- Born: June 13, 1987 (age 38)
- Occupations: Fashion blogger; Influencer; Designer;
- Website: somethingnavy.com

= Arielle Charnas =

American fashion blogger and influencer

Arielle Noa Charnas (née Nachmani; born June 13, 1987) is an American fashion blogger and influencer known for her blog Something Navy, launched in 2009. She designed a line of apparel in partnership with Nordstrom, and following its success, she started a clothing brand called Something Navy in 2020. She gained attention for series of controversies during the COVID-19 pandemic and for the subsequent backlash from Nordstrom.

==Early life==
Charnas was raised in Old Westbury, New York, on Long Island to a Jewish family. She graduated from Syracuse University in 2009.

== Career ==

=== Influencer and blogger ===
In 2009, Charnas began posting photos of her outfits and showcasing her personal style online on a blog named Something Navy. Initially, the posts were to impress an ex-boyfriend. She describes her personal style as "elevated basic".

Before her blog gained in popularity, Charnas worked at a Theory store in the Meatpacking District. She later signed a four-year endorsement deal with TRESemmé and appeared in television ads for the shampoo brand that began airing in January 2016.

=== Nordstrom partnership ===
Charnas later launched her first collection of apparel with Nordstrom in fall 2017. Her first fashion line named Something Navy X Treasure & Bond was launched on September 25, 2017, in 52 Nordstrom stores across the United States and Canada. The collection included 30 ready-to-wear outfits, including shoes and accessories. Sales online exceeded over a million dollars in the first 24 hours.

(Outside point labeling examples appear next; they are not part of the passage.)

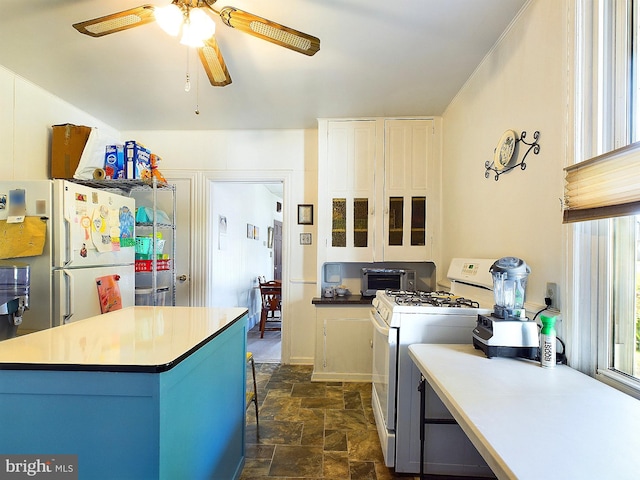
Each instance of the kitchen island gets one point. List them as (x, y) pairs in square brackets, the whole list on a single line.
[(530, 422), (138, 393)]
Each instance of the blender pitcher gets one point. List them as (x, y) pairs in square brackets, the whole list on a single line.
[(509, 284)]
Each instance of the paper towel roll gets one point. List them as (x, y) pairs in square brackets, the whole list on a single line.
[(98, 174)]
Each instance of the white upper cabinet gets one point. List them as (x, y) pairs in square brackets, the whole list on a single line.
[(406, 191), (376, 193)]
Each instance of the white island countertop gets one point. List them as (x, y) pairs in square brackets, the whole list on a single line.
[(530, 422), (134, 339)]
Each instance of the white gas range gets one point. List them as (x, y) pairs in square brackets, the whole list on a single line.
[(404, 318)]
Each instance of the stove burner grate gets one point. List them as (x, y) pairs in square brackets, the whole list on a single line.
[(436, 299)]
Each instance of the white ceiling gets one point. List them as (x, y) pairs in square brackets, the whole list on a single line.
[(376, 58)]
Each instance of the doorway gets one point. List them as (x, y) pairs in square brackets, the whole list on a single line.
[(249, 246)]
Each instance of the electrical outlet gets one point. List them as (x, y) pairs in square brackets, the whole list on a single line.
[(552, 293)]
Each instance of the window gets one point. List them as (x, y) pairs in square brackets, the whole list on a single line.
[(606, 252)]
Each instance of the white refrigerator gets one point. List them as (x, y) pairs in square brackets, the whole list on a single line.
[(88, 233)]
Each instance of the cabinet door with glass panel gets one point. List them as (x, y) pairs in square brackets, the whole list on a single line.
[(351, 189), (408, 145)]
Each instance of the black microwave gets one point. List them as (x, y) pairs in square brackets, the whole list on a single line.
[(374, 279)]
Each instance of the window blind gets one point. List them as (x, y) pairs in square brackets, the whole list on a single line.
[(604, 186)]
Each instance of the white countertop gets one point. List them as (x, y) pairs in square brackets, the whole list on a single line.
[(132, 339), (530, 422)]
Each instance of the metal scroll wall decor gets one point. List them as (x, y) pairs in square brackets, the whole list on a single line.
[(507, 151)]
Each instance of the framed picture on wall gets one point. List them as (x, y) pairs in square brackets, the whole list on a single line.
[(305, 214)]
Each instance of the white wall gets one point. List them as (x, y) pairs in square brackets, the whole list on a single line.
[(26, 115), (236, 259), (521, 85), (289, 156)]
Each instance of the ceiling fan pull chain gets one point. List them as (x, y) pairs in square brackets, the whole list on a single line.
[(197, 112), (187, 84)]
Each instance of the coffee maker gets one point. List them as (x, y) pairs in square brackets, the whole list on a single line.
[(14, 296), (507, 332)]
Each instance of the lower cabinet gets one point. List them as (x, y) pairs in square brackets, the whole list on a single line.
[(344, 337)]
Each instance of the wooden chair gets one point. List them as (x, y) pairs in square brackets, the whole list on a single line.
[(271, 294)]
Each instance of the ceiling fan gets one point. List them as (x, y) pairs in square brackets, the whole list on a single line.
[(197, 27)]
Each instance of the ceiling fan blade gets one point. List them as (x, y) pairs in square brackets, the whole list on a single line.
[(116, 21), (270, 31), (213, 63)]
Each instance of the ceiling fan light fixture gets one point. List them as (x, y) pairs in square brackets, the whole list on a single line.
[(201, 23), (169, 18)]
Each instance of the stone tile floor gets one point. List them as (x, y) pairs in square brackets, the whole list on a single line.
[(319, 430)]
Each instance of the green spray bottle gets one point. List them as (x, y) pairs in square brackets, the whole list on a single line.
[(548, 342)]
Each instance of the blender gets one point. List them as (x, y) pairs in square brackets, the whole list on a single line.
[(14, 296), (507, 332)]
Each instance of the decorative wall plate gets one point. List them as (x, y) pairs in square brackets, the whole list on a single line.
[(504, 150)]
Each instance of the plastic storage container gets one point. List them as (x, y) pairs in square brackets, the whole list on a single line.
[(144, 296)]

In February 2018, Charnas signed a long-term contract with Nordstrom to license Something Navy and her likeness, as well as establish a stand-alone brand. In March 2018, a single Instagram story promoting Bandier, an activewear retailer in which Charnas owns a small stake, generated more than $207,000 in sales in just four hours. In September 2018, Something Navy released Charnas' second collection of apparel with Nordstrom, and the first under the standalone brand. On the launch date, high traffic temporarily shut down the Nordstrom website an hour after the collection's release, but sales for the day reached $4 to $5 million. In August 2019, it was announced that Charnas raised $10 million in funding from investors, valuing the Something Navy brand at nearly $45 million.

On April 2, 2020, Nordstrom further disassociated themselves with her brand due to her actions related to the COVID-19 pandemic. They stated: "Our partnership with Arielle Charnas ended in 2019, and we have no foreseeable collaborations".

=== Something Navy clothing brand ===
In July 2020, Charnas launched Something Navy without Nordstrom. She hired Matthew Scanlan as CEO, and his company Nadaam Inc. owns 20%. Charnas served as chief creative officer. The company opened stores in Dallas, New York and Los Angeles. Something Navy received a $10 million of funding from Silas Chou's Vanterra Capital fund, which valued the Something Navy business at about $45 million. According to Scanlan, Something Navy had $12 million in sales during its first six months. In 2021, Forbes projected Something Navy to grow by a factor of 300. Scanlan says that Something Navy did $24 million in sales in 2022.

In late 2022, the celebrity gossip Instagram account DeuxMoi posted unvetted allegations about Arielle and Something Navy, sparking extensive online gossip on Reddit and other social media. On December 8, 2022, Business Insider published an article that made several claims about the company's apparent struggles. The article claimed that Something Navy owed hundreds of thousands of dollars to vendors, suppliers, and freelancers and that it had lost almost half of its employees within the last year. According to a spokesperson from Something Navy, the payments were completed by the time of the article's fact-check. Business Insider reported that CEO Matthew Scanlan had shielded Charnas from the day-to-day operations. The article was behind a paywall and prompted "thousands" of signups to Business Insider, according to Vanity Fair.

Charnas posted on social media that Something Navy planned to open at least ten more locations, but the plans were never fulfilled. In 2023, the company closed its stores and stopped posting on social media. Wall Street Journal reported in December 2023 that Something Navy was being sold in a "fire sale." According to the brand's term sheet, it is offloading "$7.5 million in liabilities and $483,000 worth of outstanding bills." The consideration of the purchase was listed at $1. Some reports said that IHL Group, which has a portfolio of brands including Aéropostale, was interested in purchasing Something Navy.

== Personal life ==
Charnas married Brandon Charnas, a lawyer and real estate advisor on October 18, 2014, in Fisher Island, Florida. The couple has three daughters, who she frequently features on social media. She lives on the Upper East Side of New York City and frequently travels to The Hamptons and South Florida.